I turned up at the appointed hour, and was directed to Waiting Area 2, where five minutes later a doctor called me in and asked me some questions. Do you want to see my foot? I said. I want to see all your skin, she said. We went into an examining room, I went down to my bra and pants and she looked at all my various moles. Right, she said, we do need to get the consultant to look at that foot. There will be a short wait.

She handed me one of those hospital gowns with no back, and went back into the outer office. I put it on, then lay down on the examining couch to read my book. After a couple of minutes, I put my socks back on, as it was a little chilly. Five minutes later, she came back in. Are you ok? she said. The consultant is coming soon.

Five minutes after that, he burst through the door with a student in tow and bearing a special mole magnifier. I took my socks off and he had a good look. Then he talked about the ABCD of moles to the student and got her to have a look too. Colour was his main concern. Can I see? I said. It was a bit tricky because of the angle, but I could see that it might look basically brown, but is actually very splotchy.

How did you get here? he said. I got dropped off, I said. How are you getting home? he said. I'm going to walk, I said. Ah, he said. Not if we take this off now. Oh, I said.

Well, we don't have to do it today, he said. But I want that off in the next two weeks. Because of where it is, you won't be able to walk for a few days, and you'll have to take it very easy for a couple of weeks to make sure it heals properly.

Oh, I said. I'm supposed to be going to Brussels next week for work. Not if we take it off today, he said. Oh, I said. Is the week after next ok? I mean, is it dumb to wait?

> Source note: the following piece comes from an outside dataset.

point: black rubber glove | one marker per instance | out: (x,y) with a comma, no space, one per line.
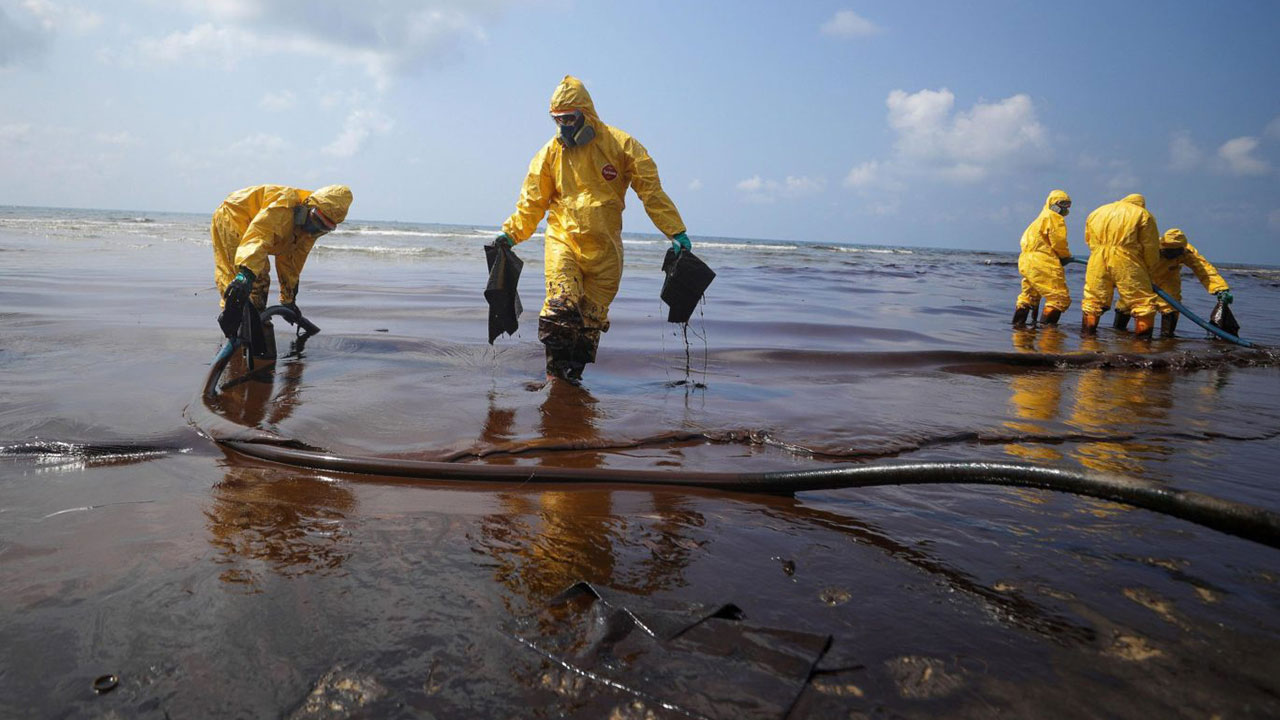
(233,302)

It's fine, he said. Chances are it's not melanoma but not worth the risk of leaving it there. There's something not right about it.

OK, I said. Thanks.

So I got dressed, the first doctor took an MRSA swab from my nostril (I have no idea why), and gave me a green form and a white form, which I took back to reception.

The receptionist took the white one, and directed me down the hall to the surgery appointments office. The woman in there looked through her bookings. It looks full, she said, but I keep a few slots hidden for two-weekers like you. How about 1.30 on the 14th?

Great, I said. She gave me an appointment card and a leaflet about minor surgery, and I walked home via the public right of way across the golf course.

When I got home I opened the original letter they'd sent me, where it did say that they also treat private patients. One wonders what extra you'd get for the money.

And while the ultra-specialist part of my care so far has been delivered via a male consultant, who was brusque but not bossy, every other contact I've had has been with a woman. And they've all thought about how I might be feeling and what else might be going on in my life. 

So I have to say to Ms Death Panel Palin and her freakish ilk: if this is socialised medicine, you guys should Bring It On.